For reasons that don’t appear to have been explained anywhere, at least not that I can find, the Home Office has made significant changes to the definition of a professional sportsperson.
This is important because a prohibition on performing activities as a professional sportsperson is a condition of most UK visas.
- Tier 1 (Exceptional Talent)
- Tier 1 (Entrepreneur)
- Tier 1 (Investor)
- Tier 4
- Tier 5 (Youth Mobility Scheme)
Anyone who breaches a condition of stay risks having their leave to remain in the UK curtailed and may also find that future UK immigration applications are refused.
What is the new definition?
New Immigration Rules came into force on 10 January 2019. The change only applies to anyone issued with leave to enter or remain in the UK since then. The new definition, contained in paragraph 6, states that:
A “Professional Sportsperson”, is someone, whether paid or unpaid, who:
1. is currently providing services as a sportsperson, playing or coaching in any capacity, at a professional or semi-professional level of sport;
2. is currently receiving payment, including payment in kind, for playing or coaching that is covering all, or the majority of, their costs for travelling to, and living in the UK, or who has done so within the previous four years;
3. is currently registered to a professional or semi-professional sports team, or who has been so registered within the previous four years. This includes all academy and development team age groups;
4. has represented their nation or national team within the previous two years, including all youth and development age groups from under 17’s upwards;
5. has represented their state or regional team within the previous two years, including all youth and development age groups from under 17’s upwards;
6. has an established international reputation in their chosen field of sport;
7. engages an agent or representative, with the aim of finding opportunities as a sportsperson and/or developing a current or future career as a sportsperson, or has engaged such an agent in the last 12 months; and/or
8. is providing services as a sportsperson or coach at any level of sport, unless they are doing so as an “Amateur” in a charity event.

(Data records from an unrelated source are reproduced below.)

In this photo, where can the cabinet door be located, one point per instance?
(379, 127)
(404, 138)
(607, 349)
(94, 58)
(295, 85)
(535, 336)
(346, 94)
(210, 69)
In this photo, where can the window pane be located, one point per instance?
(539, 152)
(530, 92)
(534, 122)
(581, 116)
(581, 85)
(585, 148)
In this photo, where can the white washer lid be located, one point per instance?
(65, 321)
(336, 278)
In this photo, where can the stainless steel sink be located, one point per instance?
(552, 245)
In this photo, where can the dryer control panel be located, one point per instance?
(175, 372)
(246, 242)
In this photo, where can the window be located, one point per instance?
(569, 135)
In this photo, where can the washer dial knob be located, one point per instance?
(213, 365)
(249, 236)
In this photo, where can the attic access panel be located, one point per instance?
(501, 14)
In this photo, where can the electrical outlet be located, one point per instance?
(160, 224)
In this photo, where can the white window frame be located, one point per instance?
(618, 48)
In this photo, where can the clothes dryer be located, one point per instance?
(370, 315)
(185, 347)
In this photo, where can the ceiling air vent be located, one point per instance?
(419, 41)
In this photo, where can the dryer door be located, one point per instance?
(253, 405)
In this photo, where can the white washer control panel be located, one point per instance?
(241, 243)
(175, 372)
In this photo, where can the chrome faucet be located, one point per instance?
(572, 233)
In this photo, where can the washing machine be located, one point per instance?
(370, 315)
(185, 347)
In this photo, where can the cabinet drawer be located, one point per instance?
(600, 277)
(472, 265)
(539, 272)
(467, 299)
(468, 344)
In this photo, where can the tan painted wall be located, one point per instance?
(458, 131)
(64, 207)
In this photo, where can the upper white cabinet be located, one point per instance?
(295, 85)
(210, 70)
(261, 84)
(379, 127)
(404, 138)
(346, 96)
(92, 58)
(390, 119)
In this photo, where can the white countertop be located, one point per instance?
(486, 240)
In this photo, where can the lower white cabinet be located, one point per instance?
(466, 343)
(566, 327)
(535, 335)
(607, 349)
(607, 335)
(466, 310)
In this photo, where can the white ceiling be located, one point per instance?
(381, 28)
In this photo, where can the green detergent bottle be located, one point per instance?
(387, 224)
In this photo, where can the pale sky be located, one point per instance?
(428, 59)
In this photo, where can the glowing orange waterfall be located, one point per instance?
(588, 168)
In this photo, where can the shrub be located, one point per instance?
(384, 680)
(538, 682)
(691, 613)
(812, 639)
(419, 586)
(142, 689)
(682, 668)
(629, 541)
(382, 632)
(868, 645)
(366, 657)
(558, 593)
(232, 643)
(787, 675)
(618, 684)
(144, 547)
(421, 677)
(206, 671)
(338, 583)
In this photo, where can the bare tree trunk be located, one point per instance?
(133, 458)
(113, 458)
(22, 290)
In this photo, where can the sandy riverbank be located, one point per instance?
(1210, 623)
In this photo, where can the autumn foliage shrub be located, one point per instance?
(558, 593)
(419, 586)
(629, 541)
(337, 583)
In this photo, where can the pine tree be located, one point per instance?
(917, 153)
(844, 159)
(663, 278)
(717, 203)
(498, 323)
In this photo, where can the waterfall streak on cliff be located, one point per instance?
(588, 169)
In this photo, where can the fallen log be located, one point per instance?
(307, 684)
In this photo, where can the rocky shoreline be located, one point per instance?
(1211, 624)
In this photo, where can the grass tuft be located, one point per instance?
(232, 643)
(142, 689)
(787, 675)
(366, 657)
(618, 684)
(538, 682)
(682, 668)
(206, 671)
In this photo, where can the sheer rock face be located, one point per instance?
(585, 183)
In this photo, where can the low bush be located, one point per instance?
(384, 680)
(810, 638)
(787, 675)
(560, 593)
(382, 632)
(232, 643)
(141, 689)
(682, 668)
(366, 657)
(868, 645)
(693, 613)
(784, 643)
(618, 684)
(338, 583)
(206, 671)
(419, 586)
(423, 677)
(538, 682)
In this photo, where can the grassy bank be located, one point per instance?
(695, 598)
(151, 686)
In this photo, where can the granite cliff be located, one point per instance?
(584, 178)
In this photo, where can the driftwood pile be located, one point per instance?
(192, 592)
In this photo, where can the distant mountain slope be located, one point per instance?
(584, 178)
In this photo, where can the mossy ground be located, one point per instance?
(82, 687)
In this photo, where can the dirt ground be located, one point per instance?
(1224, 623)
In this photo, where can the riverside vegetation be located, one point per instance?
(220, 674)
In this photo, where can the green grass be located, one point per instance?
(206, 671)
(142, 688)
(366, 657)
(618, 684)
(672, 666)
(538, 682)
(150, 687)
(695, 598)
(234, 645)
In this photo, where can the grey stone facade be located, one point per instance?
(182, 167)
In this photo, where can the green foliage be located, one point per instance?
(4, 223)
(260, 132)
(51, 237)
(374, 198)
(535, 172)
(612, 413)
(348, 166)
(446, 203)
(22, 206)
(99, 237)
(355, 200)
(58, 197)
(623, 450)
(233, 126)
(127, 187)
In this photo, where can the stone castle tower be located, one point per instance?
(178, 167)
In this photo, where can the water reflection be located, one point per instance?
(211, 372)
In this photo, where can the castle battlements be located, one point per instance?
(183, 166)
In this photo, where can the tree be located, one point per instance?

Paragraph 6 of the Immigration Rules also defines an “amateur” sportsperson as “a person who engages in a sport or creative activity solely for personal enjoyment and who is not seeking to derive a living from the activity. This also includes a person playing or coaching in a charity game”.
The Home Office previously defined a professional sportsperson as
someone, whether paid or unpaid, who:
- is providing services as a sportsperson, playing or coaching in any capacity, at a professional or semi-professional level of sport; or
- being a person who currently derives, who has in the past derived or who the Secretary of State has reason to believe is seeking in the future to derive a living from playing or coaching, is providing services as a sportsperson or coach at any level of sport, unless they are doing so as an “Amateur” in a charity game.
So while under that old definition, somebody playing or coaching unpaid in casual sporting contexts would only be in trouble if they had a past, present or future sporting career to their name, it now seems to be forbidden for anyone to play or coach unpaid “at any level of sport” except in a charity game.
It used to be the case that the holder of a visa that prohibited work as a professional sportsperson could still, for example, coach their kid’s football or netball team on a Saturday morning. This was as long as they were doing it solely for personal enjoyment and not deriving a living from it.
Under the new definition, there is a risk that the Home Office could interpret the rules as meaning they would only be able to coach the team without breaching their visa conditions if they were doing so as part of a “charity event”.
I cannot for the life of me see how a parent coaching their child’s team on an amateur basis causes any risk at all to UK immigration control.
The Home Office also appears not to have considered the effect of this change on the range of sports courses that are offered by UK universities and other education providers. Many of these include work placement elements where a student on, for example, a BA Sports Coaching course will spend time working as a coach as part of their degree.
Most visas, including Tier 4, restrict the holder from working in the UK as an entertainer. However, the Home Office allows international students who are studying a dance or music course at degree level to undertake work placements. This means that the student can take part in a performance, which they would otherwise be restricted from doing.
Non-EEA nationals who are professional sportspersons are able to come to the UK and perform related activities providing they are sponsored under Tier 2 (Sportsperson) or Tier 5 (Sportsperson). It may be possible to use this, instead of Tier 4, in certain scenarios but that would be potentially complicated as there are a number of other requirements that sponsors of professional sportspersons need to meet (these are contained in the sponsor guidance).
Change is needed
Hopefully with enough lobbying from the education sector and other relevant organisations, the Home Office will provide more clarity on the activities that are and are not covered; relax the restrictions; or at least allow certain exceptions.
In the meantime, anyone with leave to enter or leave to remain issued since 10 January 2019 (the date the change is effective from) that prohibits activity as a professional sportsperson would be wise to carefully review the above definition and ensure that any activity performed is not of a type that will place them at risk of accidentally breaching the conditions of their stay in the UK. If an allegation of a breach is made then, first of all, it will be important to check that the Home Office imposed any conditions of stay lawfully. If they did not do so, it should be possible to mount a successful challenge.